On December 1, 2014, the staff of the Securities and Exchange Commission granted no-action relief to Whole Foods Market regarding its request to omit a shareholder proposal from its proxy materials pursuant to Rule 14a-8(i)(9) under the Securities Exchange Act of 1934. Rule 14a-8(i)(9) states that a company may exclude a shareholder proposal if such proposal directly conflicts with one of the company’s own proposals to be submitted to shareholders at the same meeting.

A shareholder had submitted a proposal calling for Whole Foods to include in its proxy statement a non-binding shareholder resolution requesting that the company’s Board of Directors amend the company’s governing documents to implement proxy access for director nominations. Specifically, the shareholder proposal provided that any shareholder or group of shareholders that collectively holds at least 3% of the company’s common stock continuously for at least three years would have the right to nominate candidates for election to the Board and have such nominees included in the company’s proxy statement. Shareholders nominating candidates pursuant to the provisions outlined in the shareholder proposal would be able to nominate up to 20% of the Board, but in any event no less than two directors.

In its request for no-action relief, Whole Foods notified the SEC that it intended to submit its own proposal to shareholders at its 2015 annual meeting regarding proxy access with respect to director nominations by shareholders. The company proposal provided for an amendment to the company’s bylaws to permit any shareholder (but not a group of shareholders) owning 9% or more of the company’s common stock continuously for at least five years to nominate candidates for election to the Board and to have such nominees included with the Board’s nominees in the company’s proxy statement. Under the Whole Foods proposal, shareholder nominations would be limited to 10% of the Board or one director if the Board consists of fewer than 10 members. Whole Foods argued that it is authorized to omit the shareholder proposal from its proxy statement pursuant to Rule 14a-8(i)(9) because of the conflicting provisions of the two proposals relating to the number of shareholders able to nominate a candidate, the required share ownership percentage and holding period and the number of directors that can be nominated.

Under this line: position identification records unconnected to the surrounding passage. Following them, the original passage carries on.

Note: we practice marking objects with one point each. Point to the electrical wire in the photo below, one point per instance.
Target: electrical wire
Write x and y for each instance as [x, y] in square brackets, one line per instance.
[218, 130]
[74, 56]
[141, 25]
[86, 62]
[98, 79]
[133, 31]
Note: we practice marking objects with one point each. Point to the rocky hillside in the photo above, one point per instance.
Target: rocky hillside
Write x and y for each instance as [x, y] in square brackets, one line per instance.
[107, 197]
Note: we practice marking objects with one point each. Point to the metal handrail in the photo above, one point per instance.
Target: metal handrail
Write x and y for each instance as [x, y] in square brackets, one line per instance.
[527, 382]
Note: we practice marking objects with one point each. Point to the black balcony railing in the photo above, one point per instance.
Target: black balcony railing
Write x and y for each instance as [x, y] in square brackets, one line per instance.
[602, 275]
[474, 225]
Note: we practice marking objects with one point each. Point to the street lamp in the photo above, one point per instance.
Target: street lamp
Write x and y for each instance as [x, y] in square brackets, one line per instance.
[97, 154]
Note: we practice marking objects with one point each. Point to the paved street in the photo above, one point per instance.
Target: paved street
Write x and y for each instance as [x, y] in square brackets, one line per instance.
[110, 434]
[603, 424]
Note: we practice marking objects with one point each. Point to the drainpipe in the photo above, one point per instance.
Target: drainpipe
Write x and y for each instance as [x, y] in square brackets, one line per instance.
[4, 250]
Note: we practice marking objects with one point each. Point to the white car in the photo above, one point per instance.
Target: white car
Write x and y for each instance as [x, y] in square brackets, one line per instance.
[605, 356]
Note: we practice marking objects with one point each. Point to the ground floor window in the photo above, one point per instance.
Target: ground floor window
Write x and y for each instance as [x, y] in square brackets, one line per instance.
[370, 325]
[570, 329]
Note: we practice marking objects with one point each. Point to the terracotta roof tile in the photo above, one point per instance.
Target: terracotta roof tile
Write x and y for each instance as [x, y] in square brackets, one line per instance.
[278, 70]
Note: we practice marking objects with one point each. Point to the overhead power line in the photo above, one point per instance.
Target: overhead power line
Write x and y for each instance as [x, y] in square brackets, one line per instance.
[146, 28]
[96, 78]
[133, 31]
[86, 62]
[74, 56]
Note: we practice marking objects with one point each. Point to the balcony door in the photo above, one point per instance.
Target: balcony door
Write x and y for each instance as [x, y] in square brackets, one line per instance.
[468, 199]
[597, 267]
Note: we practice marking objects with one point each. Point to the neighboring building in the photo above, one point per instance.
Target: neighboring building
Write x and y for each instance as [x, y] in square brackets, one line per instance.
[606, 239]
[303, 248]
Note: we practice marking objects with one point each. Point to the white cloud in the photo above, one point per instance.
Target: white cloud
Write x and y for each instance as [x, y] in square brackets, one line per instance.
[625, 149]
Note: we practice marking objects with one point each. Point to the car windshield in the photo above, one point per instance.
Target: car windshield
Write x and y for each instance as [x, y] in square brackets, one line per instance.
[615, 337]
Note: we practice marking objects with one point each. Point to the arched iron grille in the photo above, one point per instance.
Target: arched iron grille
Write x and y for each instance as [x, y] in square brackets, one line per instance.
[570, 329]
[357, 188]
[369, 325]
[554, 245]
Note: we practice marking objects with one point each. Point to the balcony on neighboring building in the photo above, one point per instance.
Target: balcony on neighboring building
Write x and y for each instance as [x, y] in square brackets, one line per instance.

The SEC’s response to Whole Foods indicates that the SEC is willing to give some leeway to companies to craft and propose a competing proposal with more stringent terms, which will give companies additional flexibility in determining how to respond to shareholder proposals for both proxy access and other governance proposals. The limits of the SEC’s deference in this regard are not clear. In its letter granting no-action relief, the SEC staff did not comment on whether it would view a more stringent company proposal (e.g., a 20%/ten-year proposal) as a conflicting proposal. While the reaction of shareholders and proxy advisory firms, and their impact on issuers, remains to be seen, the Whole Foods approach provides companies with another method for handling proxy access shareholder proposals this proxy season. Nevertheless, a no-action letter should not be viewed as the final word with respect to a shareholder proposal, as demonstrated by Trinity Wall Street vs. Wal-Mart Stores, where the U.S. District Court for the District of Delaware recently determined that Wal-Mart did not have the authority to exclude a shareholder proposal, even though the SEC had previously granted no-action relief.